I have two mains, and one of them is close to Elite Smash (I don't actually care about ES, since my preferred playstyle is free for alls, but that doesn't mean I avoid 1 v 1s (which I don't)). I find it funny how my two mains gain and lose different amounts of GSP even when they are very close (well they were close at one point but now there's a reasonable gap between them) on the ladder. For example, a few weeks ago both my mains were at around 4.8 mil GSP, yet when I win one match with one I only earn 35k but if I win another match with my other main, I earn 70k instead of 35k (and this is around the same GSP ballpark, my playtime and usage percentage with both are roughly equal). Weird. My King D3 is up at 5.15 mil GSP now, and it's really hard to be paired up with ppl with 5.1+ mil GSP nowadays (I usually get matched up with ppl between 4.3~5 mil GSP). I win one round, and I only get 6k~8k GSP (I believe most ppl in this range get 13~16k per win), but if I lose one round, I drop by 12k~16k. Conversely with Ike, I get 50k~60k per win at 4.9 mil GSP and lose ~80k to 100k per loss.
There's a wall in the system there. Basically, people in Elite Smash cannot match up against people outside of it. People outside of it cannot match up with people inside of it (or it's quite rare, not sure if it truly never happens but from my experience it seems to never happen). This is not a characteristic of a typical matchmaking system and is unique to Smash Ultimate, and it has some interesting side-effects.
If you're right below the threshold for getting into Elite Smash, you will be almost guaranteed to be fighting people with a lower Elo rating than you are. That's why you win few points, but lose many.
Take a look at the attached image. In my previous post, I stated two players who differ by 200 Elo rating will see a 3:1 win / loss rate against one another. Notice that the point the plot below crosses a 25%, or 75% win probability are at -200 and +200.
One interesting thing that can be observed here is that one may be able to deduce the actual Elo ratings from GSP by using the points gained / lost from multiple data points.
Let's say your GSP is right at 5.2 million, for example.
You lose a game against someone at 5.0 million GSP. You lose 25,000 GSP.
You again get to 5.2 million GSP and again match up against someone at 5.0 million GSP, but this time you win. You gain 11,000 GSP.
Take the ratio of the two. The game expects you to have a (25,000 / (25,000 + 11,000) = 69.44% chance of winning. Here's why, and here's where the numbers come from.

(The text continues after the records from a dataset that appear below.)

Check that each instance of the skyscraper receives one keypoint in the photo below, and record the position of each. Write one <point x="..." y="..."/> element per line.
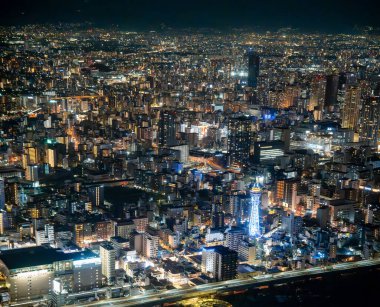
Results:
<point x="253" y="68"/>
<point x="220" y="261"/>
<point x="107" y="256"/>
<point x="351" y="108"/>
<point x="96" y="195"/>
<point x="240" y="140"/>
<point x="331" y="95"/>
<point x="2" y="194"/>
<point x="166" y="129"/>
<point x="254" y="218"/>
<point x="369" y="121"/>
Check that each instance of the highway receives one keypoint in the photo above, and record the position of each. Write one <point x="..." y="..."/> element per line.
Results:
<point x="229" y="285"/>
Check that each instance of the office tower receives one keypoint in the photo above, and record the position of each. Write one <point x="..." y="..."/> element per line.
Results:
<point x="240" y="140"/>
<point x="166" y="129"/>
<point x="82" y="233"/>
<point x="217" y="216"/>
<point x="141" y="224"/>
<point x="51" y="157"/>
<point x="323" y="217"/>
<point x="332" y="82"/>
<point x="247" y="252"/>
<point x="124" y="228"/>
<point x="292" y="224"/>
<point x="268" y="152"/>
<point x="3" y="218"/>
<point x="253" y="68"/>
<point x="150" y="245"/>
<point x="103" y="230"/>
<point x="33" y="156"/>
<point x="107" y="256"/>
<point x="217" y="219"/>
<point x="263" y="90"/>
<point x="317" y="93"/>
<point x="45" y="235"/>
<point x="11" y="192"/>
<point x="96" y="196"/>
<point x="233" y="238"/>
<point x="31" y="172"/>
<point x="2" y="194"/>
<point x="254" y="218"/>
<point x="351" y="108"/>
<point x="286" y="192"/>
<point x="369" y="121"/>
<point x="220" y="261"/>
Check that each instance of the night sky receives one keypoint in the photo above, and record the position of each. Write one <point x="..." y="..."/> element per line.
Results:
<point x="306" y="15"/>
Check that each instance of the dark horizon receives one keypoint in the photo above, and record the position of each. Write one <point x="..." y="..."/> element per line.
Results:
<point x="306" y="16"/>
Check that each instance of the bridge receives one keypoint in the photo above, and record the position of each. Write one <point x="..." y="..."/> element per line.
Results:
<point x="174" y="295"/>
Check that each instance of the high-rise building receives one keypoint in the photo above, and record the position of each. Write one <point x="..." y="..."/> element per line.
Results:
<point x="351" y="108"/>
<point x="2" y="194"/>
<point x="292" y="224"/>
<point x="253" y="68"/>
<point x="45" y="235"/>
<point x="96" y="195"/>
<point x="247" y="252"/>
<point x="220" y="261"/>
<point x="11" y="192"/>
<point x="31" y="172"/>
<point x="233" y="238"/>
<point x="51" y="157"/>
<point x="167" y="129"/>
<point x="286" y="192"/>
<point x="332" y="82"/>
<point x="150" y="245"/>
<point x="317" y="93"/>
<point x="254" y="218"/>
<point x="240" y="140"/>
<point x="107" y="256"/>
<point x="369" y="121"/>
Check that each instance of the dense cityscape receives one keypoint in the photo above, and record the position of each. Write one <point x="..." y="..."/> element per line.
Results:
<point x="159" y="165"/>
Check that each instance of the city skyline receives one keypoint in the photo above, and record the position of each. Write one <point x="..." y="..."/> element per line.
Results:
<point x="200" y="153"/>
<point x="323" y="16"/>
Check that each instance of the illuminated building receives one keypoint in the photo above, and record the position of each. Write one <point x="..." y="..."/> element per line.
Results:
<point x="30" y="271"/>
<point x="233" y="238"/>
<point x="220" y="262"/>
<point x="166" y="129"/>
<point x="267" y="152"/>
<point x="31" y="172"/>
<point x="240" y="139"/>
<point x="253" y="68"/>
<point x="254" y="218"/>
<point x="331" y="95"/>
<point x="317" y="93"/>
<point x="51" y="157"/>
<point x="107" y="256"/>
<point x="2" y="194"/>
<point x="96" y="195"/>
<point x="369" y="121"/>
<point x="150" y="245"/>
<point x="351" y="108"/>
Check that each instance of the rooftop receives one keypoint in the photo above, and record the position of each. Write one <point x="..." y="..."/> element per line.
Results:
<point x="39" y="255"/>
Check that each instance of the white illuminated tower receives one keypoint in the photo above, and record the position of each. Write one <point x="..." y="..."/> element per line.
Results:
<point x="254" y="219"/>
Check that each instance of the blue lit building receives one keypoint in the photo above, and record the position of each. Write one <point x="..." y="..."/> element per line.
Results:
<point x="254" y="218"/>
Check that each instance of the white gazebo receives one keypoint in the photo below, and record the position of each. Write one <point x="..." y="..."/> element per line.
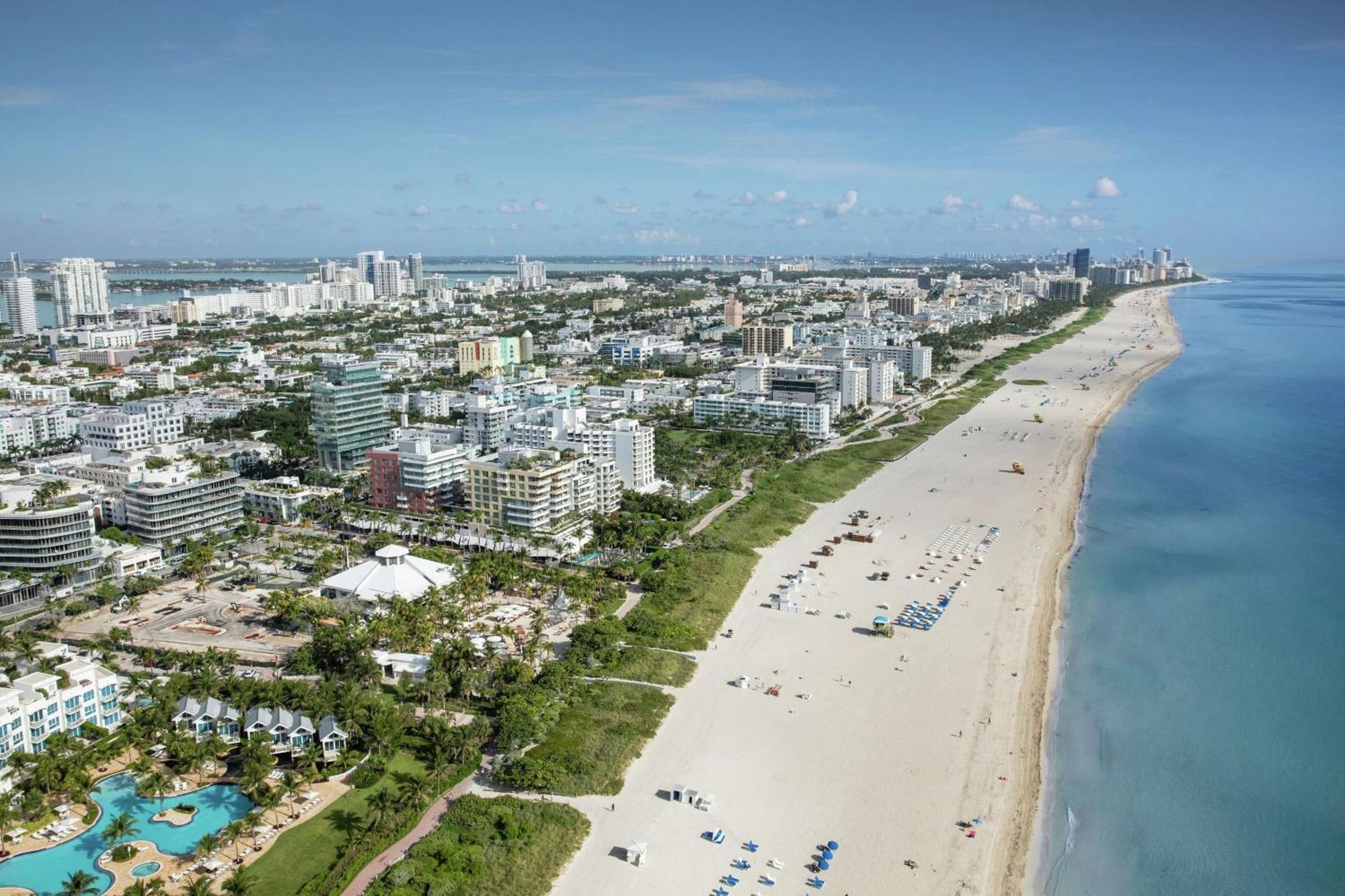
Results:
<point x="393" y="572"/>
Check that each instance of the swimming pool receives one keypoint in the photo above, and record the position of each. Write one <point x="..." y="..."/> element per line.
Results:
<point x="44" y="870"/>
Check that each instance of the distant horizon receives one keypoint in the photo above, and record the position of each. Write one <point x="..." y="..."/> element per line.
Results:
<point x="206" y="130"/>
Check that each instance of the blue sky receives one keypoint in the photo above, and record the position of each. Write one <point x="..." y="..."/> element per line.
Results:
<point x="170" y="130"/>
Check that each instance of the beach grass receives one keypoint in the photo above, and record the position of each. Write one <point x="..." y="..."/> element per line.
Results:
<point x="599" y="733"/>
<point x="311" y="849"/>
<point x="654" y="666"/>
<point x="502" y="846"/>
<point x="691" y="589"/>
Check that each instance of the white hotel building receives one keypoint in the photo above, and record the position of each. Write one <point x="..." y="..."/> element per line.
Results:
<point x="814" y="421"/>
<point x="36" y="706"/>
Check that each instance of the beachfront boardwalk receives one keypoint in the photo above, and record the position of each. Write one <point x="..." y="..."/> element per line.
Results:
<point x="899" y="739"/>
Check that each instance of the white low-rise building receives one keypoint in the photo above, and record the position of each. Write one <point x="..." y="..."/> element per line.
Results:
<point x="812" y="420"/>
<point x="36" y="706"/>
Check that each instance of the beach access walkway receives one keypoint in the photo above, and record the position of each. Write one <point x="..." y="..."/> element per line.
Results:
<point x="397" y="852"/>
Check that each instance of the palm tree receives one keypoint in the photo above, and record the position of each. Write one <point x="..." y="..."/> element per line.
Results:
<point x="383" y="809"/>
<point x="119" y="830"/>
<point x="200" y="887"/>
<point x="80" y="883"/>
<point x="415" y="790"/>
<point x="206" y="845"/>
<point x="158" y="784"/>
<point x="240" y="883"/>
<point x="233" y="831"/>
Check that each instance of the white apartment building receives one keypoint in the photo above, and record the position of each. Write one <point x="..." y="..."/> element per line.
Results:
<point x="118" y="431"/>
<point x="173" y="506"/>
<point x="34" y="425"/>
<point x="915" y="362"/>
<point x="42" y="540"/>
<point x="625" y="442"/>
<point x="486" y="423"/>
<point x="40" y="395"/>
<point x="36" y="706"/>
<point x="21" y="306"/>
<point x="813" y="421"/>
<point x="532" y="275"/>
<point x="540" y="490"/>
<point x="79" y="287"/>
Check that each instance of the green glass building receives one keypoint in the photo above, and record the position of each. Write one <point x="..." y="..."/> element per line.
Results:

If your Elo ratings are a true reflection of your relative probability of beating this player, if you face off against each other an infinite number of times, your ratings will not change at all. They will stay entirely the same.

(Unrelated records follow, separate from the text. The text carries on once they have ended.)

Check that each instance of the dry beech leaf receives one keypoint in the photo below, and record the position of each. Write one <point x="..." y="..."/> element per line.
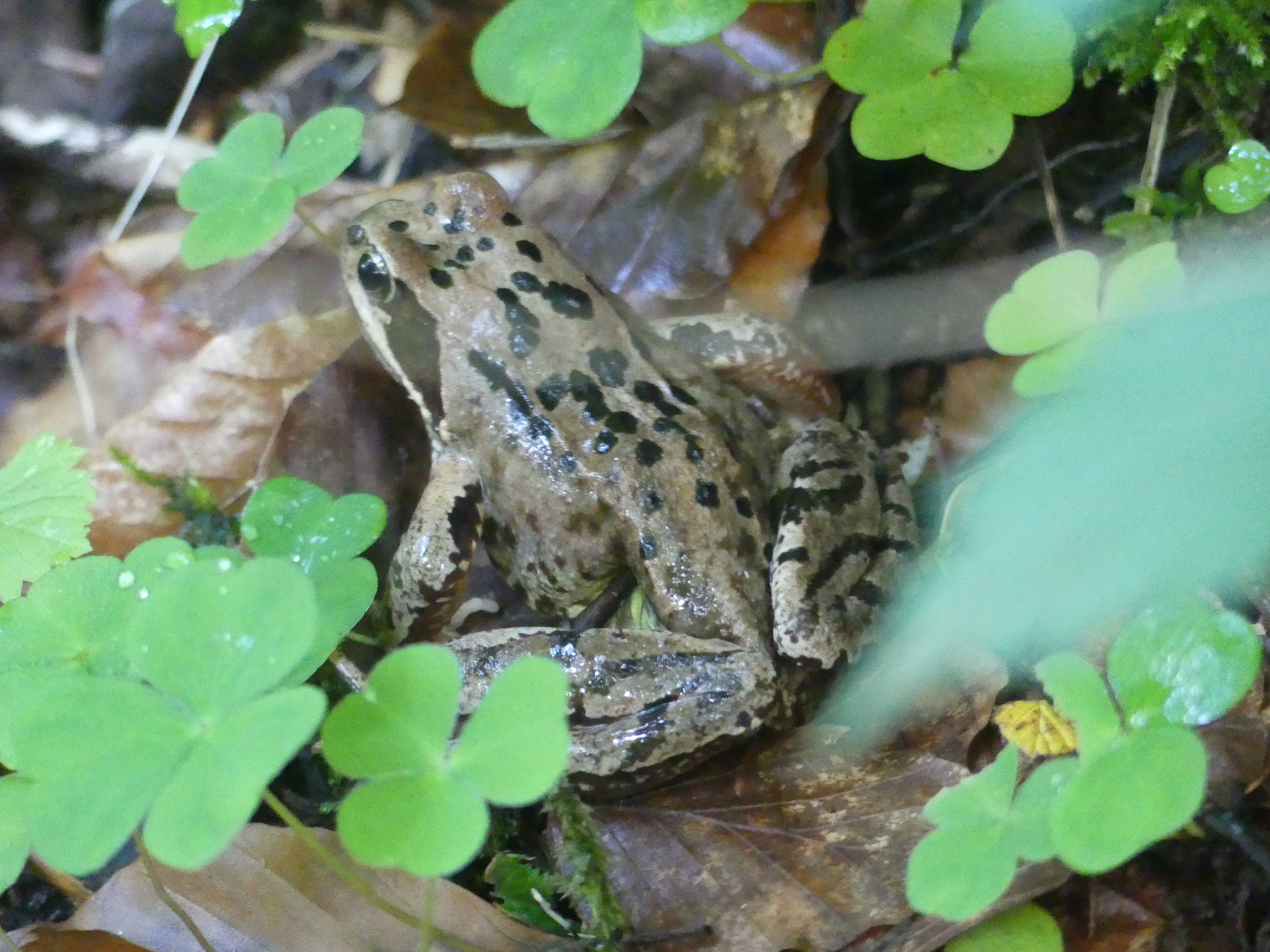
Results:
<point x="797" y="848"/>
<point x="662" y="219"/>
<point x="267" y="891"/>
<point x="50" y="940"/>
<point x="214" y="420"/>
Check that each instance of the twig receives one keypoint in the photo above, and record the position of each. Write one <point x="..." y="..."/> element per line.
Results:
<point x="68" y="885"/>
<point x="770" y="75"/>
<point x="1047" y="187"/>
<point x="430" y="902"/>
<point x="88" y="409"/>
<point x="169" y="134"/>
<point x="153" y="875"/>
<point x="1165" y="93"/>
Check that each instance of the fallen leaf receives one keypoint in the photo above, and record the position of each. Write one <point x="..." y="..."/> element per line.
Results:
<point x="797" y="848"/>
<point x="267" y="891"/>
<point x="215" y="420"/>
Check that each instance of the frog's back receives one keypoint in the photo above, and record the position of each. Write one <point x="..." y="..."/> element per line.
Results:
<point x="597" y="444"/>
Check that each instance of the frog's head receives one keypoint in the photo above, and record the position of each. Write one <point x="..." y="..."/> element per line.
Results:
<point x="404" y="263"/>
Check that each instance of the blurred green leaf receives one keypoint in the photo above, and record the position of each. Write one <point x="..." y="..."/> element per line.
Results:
<point x="677" y="22"/>
<point x="1242" y="182"/>
<point x="1150" y="478"/>
<point x="198" y="22"/>
<point x="43" y="512"/>
<point x="419" y="809"/>
<point x="1183" y="660"/>
<point x="1026" y="928"/>
<point x="1146" y="786"/>
<point x="573" y="63"/>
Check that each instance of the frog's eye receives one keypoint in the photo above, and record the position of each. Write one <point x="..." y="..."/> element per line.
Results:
<point x="373" y="275"/>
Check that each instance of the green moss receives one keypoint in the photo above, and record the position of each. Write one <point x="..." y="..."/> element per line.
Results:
<point x="1215" y="47"/>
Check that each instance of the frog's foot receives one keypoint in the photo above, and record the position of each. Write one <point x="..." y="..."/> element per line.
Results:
<point x="845" y="523"/>
<point x="644" y="703"/>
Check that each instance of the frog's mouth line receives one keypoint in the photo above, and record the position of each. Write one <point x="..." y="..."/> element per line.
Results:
<point x="411" y="334"/>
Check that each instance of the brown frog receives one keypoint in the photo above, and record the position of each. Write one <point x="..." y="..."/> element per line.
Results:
<point x="579" y="444"/>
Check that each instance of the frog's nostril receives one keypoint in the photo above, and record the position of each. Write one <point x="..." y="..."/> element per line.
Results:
<point x="373" y="275"/>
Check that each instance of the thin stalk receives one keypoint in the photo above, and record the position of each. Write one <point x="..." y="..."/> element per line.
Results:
<point x="770" y="75"/>
<point x="1047" y="187"/>
<point x="430" y="902"/>
<point x="356" y="883"/>
<point x="169" y="134"/>
<point x="153" y="875"/>
<point x="1165" y="93"/>
<point x="328" y="242"/>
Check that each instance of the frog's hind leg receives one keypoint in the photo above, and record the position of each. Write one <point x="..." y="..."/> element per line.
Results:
<point x="644" y="705"/>
<point x="845" y="522"/>
<point x="430" y="570"/>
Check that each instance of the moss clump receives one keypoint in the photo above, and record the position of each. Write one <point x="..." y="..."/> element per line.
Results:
<point x="1215" y="47"/>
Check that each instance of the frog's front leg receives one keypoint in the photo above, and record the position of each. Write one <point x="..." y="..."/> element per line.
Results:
<point x="643" y="703"/>
<point x="430" y="570"/>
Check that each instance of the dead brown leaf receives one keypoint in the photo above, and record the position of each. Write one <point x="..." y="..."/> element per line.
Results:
<point x="267" y="891"/>
<point x="215" y="420"/>
<point x="48" y="940"/>
<point x="797" y="848"/>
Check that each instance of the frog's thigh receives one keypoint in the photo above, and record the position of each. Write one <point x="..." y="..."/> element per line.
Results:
<point x="840" y="541"/>
<point x="430" y="569"/>
<point x="639" y="699"/>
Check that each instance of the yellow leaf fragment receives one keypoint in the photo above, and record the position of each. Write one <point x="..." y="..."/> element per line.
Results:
<point x="1036" y="728"/>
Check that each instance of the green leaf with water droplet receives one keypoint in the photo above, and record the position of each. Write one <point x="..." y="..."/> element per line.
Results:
<point x="1146" y="786"/>
<point x="215" y="637"/>
<point x="43" y="512"/>
<point x="1242" y="182"/>
<point x="1185" y="662"/>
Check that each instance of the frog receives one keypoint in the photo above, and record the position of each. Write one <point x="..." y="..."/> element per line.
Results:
<point x="579" y="443"/>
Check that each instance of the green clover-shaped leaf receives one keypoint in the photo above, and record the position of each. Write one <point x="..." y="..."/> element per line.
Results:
<point x="1242" y="182"/>
<point x="573" y="63"/>
<point x="198" y="22"/>
<point x="73" y="617"/>
<point x="295" y="519"/>
<point x="1080" y="695"/>
<point x="14" y="827"/>
<point x="1055" y="311"/>
<point x="249" y="188"/>
<point x="1026" y="927"/>
<point x="1145" y="787"/>
<point x="677" y="22"/>
<point x="216" y="635"/>
<point x="43" y="512"/>
<point x="419" y="809"/>
<point x="918" y="100"/>
<point x="1185" y="662"/>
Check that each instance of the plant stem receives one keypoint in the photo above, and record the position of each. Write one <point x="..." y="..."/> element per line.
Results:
<point x="430" y="902"/>
<point x="1156" y="141"/>
<point x="335" y="863"/>
<point x="169" y="134"/>
<point x="1047" y="187"/>
<point x="153" y="875"/>
<point x="770" y="75"/>
<point x="322" y="235"/>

You have a 69.44% chance of winning. Every time you win, you receive 11,000 GSP. Every time you lose, you lose 25,000.
Perform 10000 matches.
You win 6944 of them, and lose 3056 of them.
You gain 6944*11000 GSP and lose 3056*25000 GSP.
You gain 76,384,000 GSP. You lose 76,400,000 GSP (they should be the same, but there's a bit of rounding error, since you really had a 69.44444444 repeating chance of winning).
Notice that you will stay at the same point forever if you keep winning 69.4% of the time.
Your Elo rating is thus, at 5.2 million, just by eyeballing the chart I posted, about 150 points higher than they are, or almost a standard deviation.
This is why the ratings and the GSP numbers behave as they do. All matchmaking systems do this.
I do think it's a bit silly that you can't pair up against ES members while not in it though, as having to sustain a win rate of nearly 3-1 or better to get in there is a bit annoying (and once you get in, you're almost guaranteed to fight a player with a higher Elo rating, of whom you have a <50% shot at winning against getting boot right back out!), but do keep in mind you are also fighting opponents with much lower Elo ratings than you have, and you have gotten skilled to a point where you can do that 2-1 or 3-1 win rate and succeed.
All the numbers here make sense if you look at your GSP, their GSP, the amount you won, the amount you lose (though getting a win / loss pair of data is a bit of a pain here since you'll be unlikely to match up with identical values for testing purposes).
In fact, if you want to get the best possible win / loss rate, your best bet is to deliberately stay right before Elite Smash and fight opponents who are guaranteed to be a lower Elo than you. When I was trying to build up to getting into Elite Smash, I was stuck right before it for several play sessions. My win rate was around 69% or so (which is between a 2:1 and 3:1 win ratio), pairing mostly up against upper 4m's or low 5m players. My example above may not actually be that far off from the true values.